Taxpayers Stand to Be the Biggest Losers
The Taxpayer Advocate Service recently released its mid-year “Objectives Report to Congress.” An independent organization within the IRS, the TAS’s job is to ensure that every taxpayer is treated fairly and knows their rights. Among other things, the TAS report presented snapshots of the IRS’s performance during the 2015 tax filing season.
Those highlights would be right at home on a blooper reel. For example, the IRS answered just 45% of calls to the Practitioner Priority Service line, with hold times averaging 45 minutes. Although the wait time for taxpayers routed to IRS customer service representatives was slightly better at 23 minutes, only 37 percent of taxpayer calls actually got-through! In comparison, the IRS answered 71 percent of its calls and hold times averaged 14 minutes during the 2014 season.
Get this – the House and Senate want to address problem areas such as these by decreasing the IRS budget even further. That’s like fighting a raging wildfire with gasoline. The exact opposite needs to happen: we need to increase the IRS budget so more agents can be hired. More agents means more available help for taxpayers, which means they can get their tax questions answered in a timely, efficient manner.
The author of the TAS report, Nina Olson, explained that “The 2015 filing season was akin to A Tale of Two Cities. For the majority of taxpayers who filed their returns and did not require IRS assistance, the filing season was generally successful. For the segment of taxpayers who required help from the IRS, the filing season was by far the worst in memory.”

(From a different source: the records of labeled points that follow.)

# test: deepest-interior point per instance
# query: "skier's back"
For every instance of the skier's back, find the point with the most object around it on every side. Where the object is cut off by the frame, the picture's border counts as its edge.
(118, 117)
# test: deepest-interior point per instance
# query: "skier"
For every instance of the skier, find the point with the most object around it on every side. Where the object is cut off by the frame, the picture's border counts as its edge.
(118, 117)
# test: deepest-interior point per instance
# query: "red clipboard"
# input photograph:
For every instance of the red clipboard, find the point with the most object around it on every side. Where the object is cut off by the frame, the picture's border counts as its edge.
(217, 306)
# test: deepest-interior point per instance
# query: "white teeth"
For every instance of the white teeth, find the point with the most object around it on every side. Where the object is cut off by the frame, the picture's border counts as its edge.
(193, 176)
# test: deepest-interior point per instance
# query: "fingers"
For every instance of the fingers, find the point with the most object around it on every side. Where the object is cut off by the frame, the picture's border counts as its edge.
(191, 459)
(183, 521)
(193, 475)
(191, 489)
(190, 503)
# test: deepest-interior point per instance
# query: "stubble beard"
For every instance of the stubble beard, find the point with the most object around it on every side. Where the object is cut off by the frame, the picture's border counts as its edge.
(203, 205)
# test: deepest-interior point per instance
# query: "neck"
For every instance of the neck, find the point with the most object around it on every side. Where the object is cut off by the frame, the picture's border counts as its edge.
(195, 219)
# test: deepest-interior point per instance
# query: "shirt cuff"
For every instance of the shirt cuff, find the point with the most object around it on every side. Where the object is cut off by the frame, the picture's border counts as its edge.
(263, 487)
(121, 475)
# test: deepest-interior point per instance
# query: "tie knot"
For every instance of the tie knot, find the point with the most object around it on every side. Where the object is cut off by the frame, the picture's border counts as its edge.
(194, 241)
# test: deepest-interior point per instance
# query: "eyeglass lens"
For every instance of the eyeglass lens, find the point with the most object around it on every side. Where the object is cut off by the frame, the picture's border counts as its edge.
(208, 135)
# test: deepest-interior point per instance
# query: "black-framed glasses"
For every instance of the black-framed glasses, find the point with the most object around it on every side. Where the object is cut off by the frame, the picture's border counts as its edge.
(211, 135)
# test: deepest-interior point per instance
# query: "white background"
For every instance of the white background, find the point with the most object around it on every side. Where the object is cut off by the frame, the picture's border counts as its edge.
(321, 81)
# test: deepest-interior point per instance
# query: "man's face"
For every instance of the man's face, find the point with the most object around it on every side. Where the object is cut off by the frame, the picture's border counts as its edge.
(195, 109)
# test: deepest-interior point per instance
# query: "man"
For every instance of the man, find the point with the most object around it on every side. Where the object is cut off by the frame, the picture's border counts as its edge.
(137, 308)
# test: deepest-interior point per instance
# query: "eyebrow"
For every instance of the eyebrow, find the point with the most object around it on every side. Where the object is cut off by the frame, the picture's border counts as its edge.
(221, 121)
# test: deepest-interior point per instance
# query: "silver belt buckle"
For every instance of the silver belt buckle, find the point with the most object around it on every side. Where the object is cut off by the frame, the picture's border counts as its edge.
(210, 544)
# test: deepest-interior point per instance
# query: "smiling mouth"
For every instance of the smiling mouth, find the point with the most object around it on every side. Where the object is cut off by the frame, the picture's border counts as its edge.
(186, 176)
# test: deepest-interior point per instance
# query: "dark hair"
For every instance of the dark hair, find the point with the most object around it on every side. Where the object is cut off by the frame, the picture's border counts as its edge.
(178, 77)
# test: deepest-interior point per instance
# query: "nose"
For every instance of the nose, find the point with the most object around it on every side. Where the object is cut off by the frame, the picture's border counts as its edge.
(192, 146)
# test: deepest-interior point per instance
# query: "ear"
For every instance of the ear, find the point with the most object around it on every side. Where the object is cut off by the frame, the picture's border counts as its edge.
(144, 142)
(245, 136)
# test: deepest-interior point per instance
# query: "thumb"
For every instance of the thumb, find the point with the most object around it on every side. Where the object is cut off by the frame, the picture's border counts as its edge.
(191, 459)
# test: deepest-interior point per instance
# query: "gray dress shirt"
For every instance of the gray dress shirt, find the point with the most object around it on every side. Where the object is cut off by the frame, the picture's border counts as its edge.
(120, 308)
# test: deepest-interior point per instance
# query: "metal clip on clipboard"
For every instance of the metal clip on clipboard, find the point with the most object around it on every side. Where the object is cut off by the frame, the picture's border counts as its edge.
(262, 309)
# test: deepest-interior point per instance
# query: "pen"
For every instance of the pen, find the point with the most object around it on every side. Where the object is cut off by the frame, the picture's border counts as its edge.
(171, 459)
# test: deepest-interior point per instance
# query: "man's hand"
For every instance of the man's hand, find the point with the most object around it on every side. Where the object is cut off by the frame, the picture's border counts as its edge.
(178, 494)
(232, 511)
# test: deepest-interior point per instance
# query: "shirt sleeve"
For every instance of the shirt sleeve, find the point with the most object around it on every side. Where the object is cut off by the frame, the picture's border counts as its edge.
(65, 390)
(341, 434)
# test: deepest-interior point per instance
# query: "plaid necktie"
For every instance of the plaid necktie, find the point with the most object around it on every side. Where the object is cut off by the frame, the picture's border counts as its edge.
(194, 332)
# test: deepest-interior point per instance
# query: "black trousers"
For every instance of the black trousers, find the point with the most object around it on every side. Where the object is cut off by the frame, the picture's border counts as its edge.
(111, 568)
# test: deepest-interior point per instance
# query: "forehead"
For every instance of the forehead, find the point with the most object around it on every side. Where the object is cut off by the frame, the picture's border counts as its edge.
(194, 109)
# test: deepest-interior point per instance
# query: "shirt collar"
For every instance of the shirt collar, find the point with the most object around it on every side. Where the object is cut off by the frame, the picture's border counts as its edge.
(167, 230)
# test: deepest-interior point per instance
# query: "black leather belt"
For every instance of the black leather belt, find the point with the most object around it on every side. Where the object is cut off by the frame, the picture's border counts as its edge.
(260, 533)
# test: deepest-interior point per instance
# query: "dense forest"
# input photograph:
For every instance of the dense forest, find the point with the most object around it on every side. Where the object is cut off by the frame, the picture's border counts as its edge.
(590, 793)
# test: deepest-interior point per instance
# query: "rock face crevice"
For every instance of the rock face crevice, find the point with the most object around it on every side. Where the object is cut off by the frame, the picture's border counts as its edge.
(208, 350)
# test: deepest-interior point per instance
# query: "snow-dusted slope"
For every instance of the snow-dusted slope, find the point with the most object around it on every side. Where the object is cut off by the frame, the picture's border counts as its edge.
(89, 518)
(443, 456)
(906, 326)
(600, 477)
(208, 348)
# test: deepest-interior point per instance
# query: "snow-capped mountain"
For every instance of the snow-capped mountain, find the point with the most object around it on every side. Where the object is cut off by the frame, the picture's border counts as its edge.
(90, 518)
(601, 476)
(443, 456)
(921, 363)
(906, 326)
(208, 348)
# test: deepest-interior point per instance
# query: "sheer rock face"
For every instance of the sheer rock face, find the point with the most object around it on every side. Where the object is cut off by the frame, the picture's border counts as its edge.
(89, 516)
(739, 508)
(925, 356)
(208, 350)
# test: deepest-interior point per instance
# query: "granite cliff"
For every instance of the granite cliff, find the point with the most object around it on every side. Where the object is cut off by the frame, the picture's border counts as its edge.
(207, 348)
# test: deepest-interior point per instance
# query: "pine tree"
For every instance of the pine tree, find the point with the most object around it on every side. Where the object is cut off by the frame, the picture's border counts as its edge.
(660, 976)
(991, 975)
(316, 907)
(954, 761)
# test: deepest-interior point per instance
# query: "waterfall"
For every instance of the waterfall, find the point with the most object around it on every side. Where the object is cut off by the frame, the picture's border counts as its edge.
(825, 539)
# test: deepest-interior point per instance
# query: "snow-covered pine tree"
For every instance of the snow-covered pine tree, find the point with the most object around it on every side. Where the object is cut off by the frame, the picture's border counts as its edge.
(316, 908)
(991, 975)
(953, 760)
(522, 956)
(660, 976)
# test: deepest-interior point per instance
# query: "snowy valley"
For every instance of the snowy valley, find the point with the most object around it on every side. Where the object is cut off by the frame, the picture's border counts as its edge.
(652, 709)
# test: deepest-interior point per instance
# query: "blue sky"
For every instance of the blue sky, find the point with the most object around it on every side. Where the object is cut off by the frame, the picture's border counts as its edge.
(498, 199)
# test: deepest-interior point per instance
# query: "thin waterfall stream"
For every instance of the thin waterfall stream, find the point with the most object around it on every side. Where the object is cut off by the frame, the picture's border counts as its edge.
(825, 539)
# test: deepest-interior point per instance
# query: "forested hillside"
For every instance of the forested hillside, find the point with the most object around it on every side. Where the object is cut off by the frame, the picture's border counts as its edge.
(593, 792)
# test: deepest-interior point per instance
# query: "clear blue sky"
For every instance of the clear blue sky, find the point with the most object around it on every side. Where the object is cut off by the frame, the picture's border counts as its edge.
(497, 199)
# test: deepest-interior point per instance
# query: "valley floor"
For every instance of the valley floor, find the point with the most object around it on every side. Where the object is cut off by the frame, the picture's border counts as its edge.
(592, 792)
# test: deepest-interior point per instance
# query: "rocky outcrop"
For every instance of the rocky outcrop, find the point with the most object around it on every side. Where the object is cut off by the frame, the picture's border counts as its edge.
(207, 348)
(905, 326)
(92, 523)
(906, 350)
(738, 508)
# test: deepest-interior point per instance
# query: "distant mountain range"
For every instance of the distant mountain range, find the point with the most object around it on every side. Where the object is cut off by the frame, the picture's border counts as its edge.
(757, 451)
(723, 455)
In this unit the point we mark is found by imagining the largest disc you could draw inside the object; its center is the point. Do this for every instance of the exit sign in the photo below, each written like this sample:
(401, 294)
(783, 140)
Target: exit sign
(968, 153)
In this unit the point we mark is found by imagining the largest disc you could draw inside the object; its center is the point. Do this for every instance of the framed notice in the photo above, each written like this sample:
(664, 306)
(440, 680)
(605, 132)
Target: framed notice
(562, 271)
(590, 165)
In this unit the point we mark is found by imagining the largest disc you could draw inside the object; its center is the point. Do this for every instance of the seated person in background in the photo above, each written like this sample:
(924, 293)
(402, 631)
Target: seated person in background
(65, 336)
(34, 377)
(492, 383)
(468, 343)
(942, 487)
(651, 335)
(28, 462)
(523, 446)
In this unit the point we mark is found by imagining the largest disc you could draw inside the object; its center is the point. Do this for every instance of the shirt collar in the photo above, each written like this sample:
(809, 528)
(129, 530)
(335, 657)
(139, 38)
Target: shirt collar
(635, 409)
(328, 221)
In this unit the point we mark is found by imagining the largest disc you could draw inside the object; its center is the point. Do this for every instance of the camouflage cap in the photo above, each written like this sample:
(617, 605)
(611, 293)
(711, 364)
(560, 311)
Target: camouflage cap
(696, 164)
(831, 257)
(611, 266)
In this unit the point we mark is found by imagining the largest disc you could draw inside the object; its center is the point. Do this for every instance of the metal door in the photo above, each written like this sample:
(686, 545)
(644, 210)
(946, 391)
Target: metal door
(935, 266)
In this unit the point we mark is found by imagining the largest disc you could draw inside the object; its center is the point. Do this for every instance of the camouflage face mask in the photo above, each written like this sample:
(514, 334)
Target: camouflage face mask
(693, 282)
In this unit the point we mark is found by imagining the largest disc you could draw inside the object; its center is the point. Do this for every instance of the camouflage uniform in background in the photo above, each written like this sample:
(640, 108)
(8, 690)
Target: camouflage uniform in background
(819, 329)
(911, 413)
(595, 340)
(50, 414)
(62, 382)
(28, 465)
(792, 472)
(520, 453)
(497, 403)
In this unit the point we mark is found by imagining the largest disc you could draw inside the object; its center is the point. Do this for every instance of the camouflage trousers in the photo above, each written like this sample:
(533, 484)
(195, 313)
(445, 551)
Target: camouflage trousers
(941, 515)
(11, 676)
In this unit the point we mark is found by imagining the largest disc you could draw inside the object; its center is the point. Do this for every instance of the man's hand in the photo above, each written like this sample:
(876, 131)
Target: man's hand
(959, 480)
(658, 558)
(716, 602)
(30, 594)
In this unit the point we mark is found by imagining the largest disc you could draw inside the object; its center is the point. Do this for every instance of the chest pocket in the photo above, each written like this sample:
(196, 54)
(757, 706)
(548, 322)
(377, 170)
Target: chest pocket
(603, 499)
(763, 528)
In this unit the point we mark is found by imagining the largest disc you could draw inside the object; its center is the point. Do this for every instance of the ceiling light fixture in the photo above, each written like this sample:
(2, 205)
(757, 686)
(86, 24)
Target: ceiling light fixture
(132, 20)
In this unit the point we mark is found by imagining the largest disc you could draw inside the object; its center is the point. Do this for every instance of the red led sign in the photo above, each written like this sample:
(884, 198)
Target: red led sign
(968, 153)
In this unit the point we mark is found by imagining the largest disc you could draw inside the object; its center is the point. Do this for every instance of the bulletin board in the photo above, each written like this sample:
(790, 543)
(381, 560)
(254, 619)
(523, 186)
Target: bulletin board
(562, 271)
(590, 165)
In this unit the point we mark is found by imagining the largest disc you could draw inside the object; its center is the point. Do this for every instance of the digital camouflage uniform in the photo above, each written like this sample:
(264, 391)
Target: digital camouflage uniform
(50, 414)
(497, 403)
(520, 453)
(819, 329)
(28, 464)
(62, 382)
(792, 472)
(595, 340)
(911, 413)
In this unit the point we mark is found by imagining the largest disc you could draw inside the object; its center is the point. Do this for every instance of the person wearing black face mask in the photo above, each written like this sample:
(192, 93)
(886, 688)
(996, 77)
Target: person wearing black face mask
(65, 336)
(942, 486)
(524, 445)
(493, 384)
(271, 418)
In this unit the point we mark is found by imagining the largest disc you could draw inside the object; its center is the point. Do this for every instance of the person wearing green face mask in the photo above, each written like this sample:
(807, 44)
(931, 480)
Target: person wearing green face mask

Reducing the IRS’s resources will turn that bad memory into a living nightmare next filing season. It’s a given that each year taxpayers are going to need help on their returns, and they’re already not getting much of it from the IRS. If Congress does anything other than increase the IRS’s budget, these hardworking taxpayers will be the biggest losers – spending extra time and money that they don’t have to solve their tax concerns.